We know that around 30% of people referred to foodbanks are from working households. We’ve seen an increase in people facing housing pressures over the last couple of years turning to foodbanks. So some of that has changed. And it’s that sort of creeping reach of really severe hunger and hardship that is particularly worrying.

As a House of Commons research briefing noted in July 2025:

There has been a general trend of rising demand for food parcels in the last 15 years. Trussell (formerly Trussell Trust), an anti-poverty charity that runs a network of food banks across the UK, distributed around 60,000 emergency food parcels in 2010/11. In 2024/25 this had increased to 2.89 million.

60,000 to 2,890,000 is a massive shift. And over a million of those food parcels went to children in 2024/25.

Politicians chose to make this happen

This growth in food bank demand has coincided directly with politicians making ordinary people pay for an economic crisis that the wealthiest people in society caused.

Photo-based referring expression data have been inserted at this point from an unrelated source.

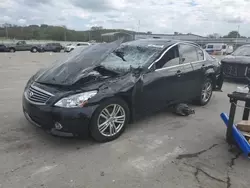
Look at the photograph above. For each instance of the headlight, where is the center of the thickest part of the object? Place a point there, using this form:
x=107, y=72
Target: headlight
x=75, y=101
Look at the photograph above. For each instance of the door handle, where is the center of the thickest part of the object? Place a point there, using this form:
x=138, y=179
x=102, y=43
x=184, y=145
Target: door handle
x=178, y=73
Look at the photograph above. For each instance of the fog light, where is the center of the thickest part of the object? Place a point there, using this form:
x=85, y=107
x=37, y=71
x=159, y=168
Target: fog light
x=58, y=126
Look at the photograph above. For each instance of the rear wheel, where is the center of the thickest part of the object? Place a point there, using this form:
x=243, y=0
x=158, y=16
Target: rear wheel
x=206, y=92
x=109, y=120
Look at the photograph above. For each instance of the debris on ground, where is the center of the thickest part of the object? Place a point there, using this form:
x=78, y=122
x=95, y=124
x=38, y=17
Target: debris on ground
x=183, y=109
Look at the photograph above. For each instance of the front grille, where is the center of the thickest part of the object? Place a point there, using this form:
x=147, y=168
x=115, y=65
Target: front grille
x=37, y=95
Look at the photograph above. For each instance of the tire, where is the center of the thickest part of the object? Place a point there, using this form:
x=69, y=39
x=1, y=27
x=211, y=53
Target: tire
x=12, y=50
x=34, y=50
x=104, y=133
x=207, y=90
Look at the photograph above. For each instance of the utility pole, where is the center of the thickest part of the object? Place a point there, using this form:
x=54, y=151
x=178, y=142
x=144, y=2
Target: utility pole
x=139, y=22
x=6, y=31
x=236, y=41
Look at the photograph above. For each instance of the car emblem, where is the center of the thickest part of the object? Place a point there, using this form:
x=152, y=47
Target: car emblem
x=31, y=93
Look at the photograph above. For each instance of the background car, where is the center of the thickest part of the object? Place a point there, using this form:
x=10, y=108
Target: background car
x=98, y=90
x=23, y=46
x=3, y=48
x=71, y=47
x=237, y=64
x=52, y=47
x=218, y=48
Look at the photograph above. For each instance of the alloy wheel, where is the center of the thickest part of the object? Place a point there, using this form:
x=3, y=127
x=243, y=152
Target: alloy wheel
x=206, y=91
x=111, y=120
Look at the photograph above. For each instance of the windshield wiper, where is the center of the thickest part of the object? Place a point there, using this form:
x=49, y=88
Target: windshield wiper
x=119, y=54
x=106, y=69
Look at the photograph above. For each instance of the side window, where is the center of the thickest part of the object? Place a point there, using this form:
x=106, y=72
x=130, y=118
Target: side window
x=188, y=53
x=171, y=58
x=200, y=54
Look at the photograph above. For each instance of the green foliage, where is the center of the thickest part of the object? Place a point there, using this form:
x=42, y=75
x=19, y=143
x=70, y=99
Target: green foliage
x=48, y=32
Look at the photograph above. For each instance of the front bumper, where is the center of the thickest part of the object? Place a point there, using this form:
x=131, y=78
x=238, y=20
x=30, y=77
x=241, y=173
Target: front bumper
x=74, y=121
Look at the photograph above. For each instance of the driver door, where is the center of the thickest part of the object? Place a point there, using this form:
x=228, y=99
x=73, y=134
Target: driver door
x=160, y=86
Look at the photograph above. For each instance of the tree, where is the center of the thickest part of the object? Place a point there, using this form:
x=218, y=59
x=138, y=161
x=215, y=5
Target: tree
x=95, y=28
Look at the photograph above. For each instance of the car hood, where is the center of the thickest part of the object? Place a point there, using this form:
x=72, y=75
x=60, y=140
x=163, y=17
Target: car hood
x=78, y=65
x=236, y=59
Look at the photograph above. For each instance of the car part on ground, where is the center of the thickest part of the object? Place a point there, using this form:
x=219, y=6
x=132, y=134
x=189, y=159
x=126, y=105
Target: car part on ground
x=97, y=90
x=183, y=109
x=71, y=47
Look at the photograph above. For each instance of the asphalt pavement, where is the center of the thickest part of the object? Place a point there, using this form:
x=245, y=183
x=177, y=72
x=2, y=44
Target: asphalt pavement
x=161, y=150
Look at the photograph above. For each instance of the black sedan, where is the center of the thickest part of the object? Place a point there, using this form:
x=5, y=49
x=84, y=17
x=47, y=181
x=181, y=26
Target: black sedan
x=236, y=65
x=3, y=48
x=99, y=89
x=51, y=47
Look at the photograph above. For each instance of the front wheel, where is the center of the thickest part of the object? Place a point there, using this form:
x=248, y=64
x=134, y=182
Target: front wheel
x=206, y=92
x=109, y=120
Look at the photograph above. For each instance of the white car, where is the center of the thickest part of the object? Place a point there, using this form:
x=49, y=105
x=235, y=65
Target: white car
x=218, y=48
x=73, y=46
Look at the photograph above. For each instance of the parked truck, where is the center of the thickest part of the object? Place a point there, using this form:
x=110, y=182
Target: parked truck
x=23, y=46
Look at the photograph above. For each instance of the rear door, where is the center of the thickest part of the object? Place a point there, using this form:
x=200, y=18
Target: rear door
x=194, y=68
x=161, y=84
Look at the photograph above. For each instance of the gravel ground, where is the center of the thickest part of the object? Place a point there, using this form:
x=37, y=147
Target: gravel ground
x=162, y=150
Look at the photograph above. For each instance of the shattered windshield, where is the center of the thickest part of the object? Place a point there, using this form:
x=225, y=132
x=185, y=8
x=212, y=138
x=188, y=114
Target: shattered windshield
x=127, y=56
x=242, y=51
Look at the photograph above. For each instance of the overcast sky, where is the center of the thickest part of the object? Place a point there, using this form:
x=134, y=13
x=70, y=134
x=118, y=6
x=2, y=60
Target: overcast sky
x=159, y=16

The dominant austerity politics of neoliberalism have caused massive, unnecessary damage to ordinary people’s wellbeing. The food bank surge is just another clear sign of that. And as always, it’s the people politicians have marginalised or minoritised who pay the biggest price.

Things don’t have to be like this. It is absolutely possible to end poverty and ensure everyone’s wellbeing, when we prioritise that mission over making the richest people even richer. And the more we speak truth to power like Rabindrakumar did, the easier it will be to get the change we all need and deserve.